I have noticed that quiver_rag.py creates the vector store against the vectors table here, overriding the default argument of match_vectors -- while supabase.py performs the similarity_search function against the match_vectors table here.

Wondering if this could be the possible cause?

StanGirard commented 4 months ago

Hello my friend !

Thanks for the issue.

The match_vectors is the name of the function used to do similarity search, it is considered as a table in the code.

However Quivr tends to have issues finding relevant information for generic words such as "apple" when there are a big number of documents. I'm currently working on implementing https://supabase.com/blog/matryoshka-embeddings in order to improve relevance of documents returned

crscheid commented 4 months ago

Hello there! Thanks for the response.

Yeah I noticed that with 10 or so of documents it was ok, but as soon as I added 200 or so, it fell over completely on every search term and sent unrelated results. This included very specific searches as well as generic searches. This is strange because I've had success with raw langchain vector search queries in the past.

I'll stay tuned on your enhancements and maybe explore ways on my end to customize this further.

Croccodoyle commented 3 months ago

This problem is there in latest build . Retrieval does not work.....v0.0.225

StanGirard commented 3 months ago

I'm currently working on a new algorithm for hybrid search that should fix this issue :)

On Sat, Mar 16, 2024 at 08:06:14, Croccodoyle < @.*** > wrote:

This problem is there in latest build . Retrieval does not work.....v0.0.225

— Reply to this email directly, view it on GitHub ( https://github.com/QuivrHQ/quivr/issues/2301#issuecomment-2002014017 ) , or unsubscribe ( https://github.com/notifications/unsubscribe-auth/AEVUW3E4UMPYRF5F2UGCEULYYRNWNAVCNFSM6AAAAABEHO3Y42VHI2DSMVQWIX3LMV43OSLTON2WKQ3PNVWWK3TUHMZDAMBSGAYTIMBRG4 ). You are receiving this because you commented. Message ID: <QuivrHQ/quivr/issues/2301/2002014017 @ github. com>

mckbrchill commented 3 months ago

I'm currently working on a new algorithm for hybrid search that should fix this issue :)

I've set up the latest repo version and it seems that the results from vector search are not relevant at all.

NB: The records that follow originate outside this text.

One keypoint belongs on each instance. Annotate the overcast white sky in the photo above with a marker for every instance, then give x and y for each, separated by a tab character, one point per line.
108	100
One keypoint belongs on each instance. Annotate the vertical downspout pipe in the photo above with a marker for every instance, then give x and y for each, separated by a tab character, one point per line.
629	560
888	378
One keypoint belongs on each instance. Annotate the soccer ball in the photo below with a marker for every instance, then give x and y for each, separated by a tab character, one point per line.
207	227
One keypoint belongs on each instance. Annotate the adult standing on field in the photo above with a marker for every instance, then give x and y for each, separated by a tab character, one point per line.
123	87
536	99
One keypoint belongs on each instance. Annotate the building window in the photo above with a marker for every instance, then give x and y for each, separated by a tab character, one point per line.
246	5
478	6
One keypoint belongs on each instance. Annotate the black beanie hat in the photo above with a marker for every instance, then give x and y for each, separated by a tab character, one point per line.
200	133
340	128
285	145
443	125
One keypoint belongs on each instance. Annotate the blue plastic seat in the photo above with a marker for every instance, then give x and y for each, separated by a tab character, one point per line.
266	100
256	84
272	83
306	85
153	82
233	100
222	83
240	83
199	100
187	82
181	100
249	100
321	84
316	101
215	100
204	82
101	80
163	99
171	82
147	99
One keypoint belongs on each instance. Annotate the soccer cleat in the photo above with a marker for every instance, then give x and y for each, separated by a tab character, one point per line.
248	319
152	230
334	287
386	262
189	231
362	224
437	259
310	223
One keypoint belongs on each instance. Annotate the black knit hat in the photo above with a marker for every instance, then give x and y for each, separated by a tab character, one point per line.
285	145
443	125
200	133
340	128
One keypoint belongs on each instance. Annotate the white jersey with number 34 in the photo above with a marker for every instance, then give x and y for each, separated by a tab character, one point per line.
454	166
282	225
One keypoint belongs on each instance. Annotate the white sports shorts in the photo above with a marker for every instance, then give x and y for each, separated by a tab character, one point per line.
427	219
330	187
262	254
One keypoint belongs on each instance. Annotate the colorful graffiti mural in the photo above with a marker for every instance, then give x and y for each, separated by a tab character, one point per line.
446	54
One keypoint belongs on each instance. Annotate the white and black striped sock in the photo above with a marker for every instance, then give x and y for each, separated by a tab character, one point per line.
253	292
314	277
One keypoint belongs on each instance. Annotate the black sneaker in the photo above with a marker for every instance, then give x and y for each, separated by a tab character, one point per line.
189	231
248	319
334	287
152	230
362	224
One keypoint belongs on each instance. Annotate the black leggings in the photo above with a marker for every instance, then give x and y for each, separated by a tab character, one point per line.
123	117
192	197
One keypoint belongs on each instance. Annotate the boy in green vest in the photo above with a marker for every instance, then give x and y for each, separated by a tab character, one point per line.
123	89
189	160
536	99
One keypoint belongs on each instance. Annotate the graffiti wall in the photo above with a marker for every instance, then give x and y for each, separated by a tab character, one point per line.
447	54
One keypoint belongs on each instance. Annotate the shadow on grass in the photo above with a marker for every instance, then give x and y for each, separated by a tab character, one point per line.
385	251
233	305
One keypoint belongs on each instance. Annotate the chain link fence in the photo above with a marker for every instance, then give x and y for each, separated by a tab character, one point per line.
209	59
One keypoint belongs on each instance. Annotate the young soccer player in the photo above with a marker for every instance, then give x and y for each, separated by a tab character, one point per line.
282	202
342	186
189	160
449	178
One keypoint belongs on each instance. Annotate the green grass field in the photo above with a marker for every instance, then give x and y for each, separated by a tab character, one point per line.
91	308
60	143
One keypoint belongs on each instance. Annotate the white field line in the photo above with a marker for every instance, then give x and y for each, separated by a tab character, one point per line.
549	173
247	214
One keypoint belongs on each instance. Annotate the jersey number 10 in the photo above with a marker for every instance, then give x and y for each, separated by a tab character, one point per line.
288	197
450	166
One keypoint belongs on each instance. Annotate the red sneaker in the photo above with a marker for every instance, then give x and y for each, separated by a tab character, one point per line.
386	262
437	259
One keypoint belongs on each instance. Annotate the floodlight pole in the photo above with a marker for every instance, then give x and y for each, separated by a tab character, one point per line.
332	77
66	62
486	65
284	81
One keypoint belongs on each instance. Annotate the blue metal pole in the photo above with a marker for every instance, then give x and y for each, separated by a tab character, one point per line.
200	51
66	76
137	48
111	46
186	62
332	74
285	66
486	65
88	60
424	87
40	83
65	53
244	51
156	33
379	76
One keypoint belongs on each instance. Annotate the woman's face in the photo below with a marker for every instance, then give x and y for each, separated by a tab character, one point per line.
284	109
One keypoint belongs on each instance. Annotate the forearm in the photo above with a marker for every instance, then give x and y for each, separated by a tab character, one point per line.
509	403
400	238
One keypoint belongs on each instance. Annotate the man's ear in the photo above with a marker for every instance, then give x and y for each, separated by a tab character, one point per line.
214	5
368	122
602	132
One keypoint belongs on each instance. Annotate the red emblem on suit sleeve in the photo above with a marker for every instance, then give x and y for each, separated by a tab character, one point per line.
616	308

After some digging, I think there is a bug in ..._chunk.sql supabase migrations file in match_vectors function.

Shouldn't the ORDER BY here be DESC?

CREATE OR REPLACE FUNCTION public.match_vectors(query_embedding vector, p_brain_id uuid, max_chunk_sum integer)
 RETURNS TABLE(id uuid, brain_id uuid, content text, metadata jsonb, embedding vector, similarity double precision)
 LANGUAGE plpgsql
AS $function$
BEGIN
    RETURN QUERY
    WITH ranked_vectors AS (
        SELECT
            v.id AS vector_id, -- Explicitly qualified
            bv.brain_id AS vector_brain_id, -- Explicitly qualified and aliased
            v.content AS vector_content, -- Explicitly qualified and aliased
            v.metadata AS vector_metadata, -- Explicitly qualified and aliased
            v.embedding AS vector_embedding, -- Explicitly qualified and aliased
            1 - (v.embedding <=> query_embedding) AS calculated_similarity, -- Calculated and aliased
            (v.metadata->>'chunk_size')::integer AS chunk_size -- Explicitly qualified
        FROM
            vectors v
        INNER JOIN
            brains_vectors bv ON v.id = bv.vector_id
        WHERE
            bv.brain_id = p_brain_id
        ORDER BY
            calculated_similarity -- Aliased similarity
    ), filtered_vectors AS (
        SELECT
            vector_id,
            vector_brain_id,
            vector_content,
            vector_metadata,
            vector_embedding,
            calculated_similarity,
            chunk_size,
            sum(chunk_size) OVER (ORDER BY calculated_similarity) AS running_total
        FROM ranked_vectors
    )
    SELECT
        vector_id AS id,
        vector_brain_id AS brain_id,
        vector_content AS content,
        vector_metadata AS metadata,
        vector_embedding AS embedding,
        calculated_similarity AS similarity
    FROM filtered_vectors
    WHERE running_total <= max_chunk_sum;
END;
$function$
;
github-actions[bot] commented 5 days ago

Thanks for your contributions, we'll be closing this issue as it has gone stale. Feel free to reopen if you'd like to continue the discussion.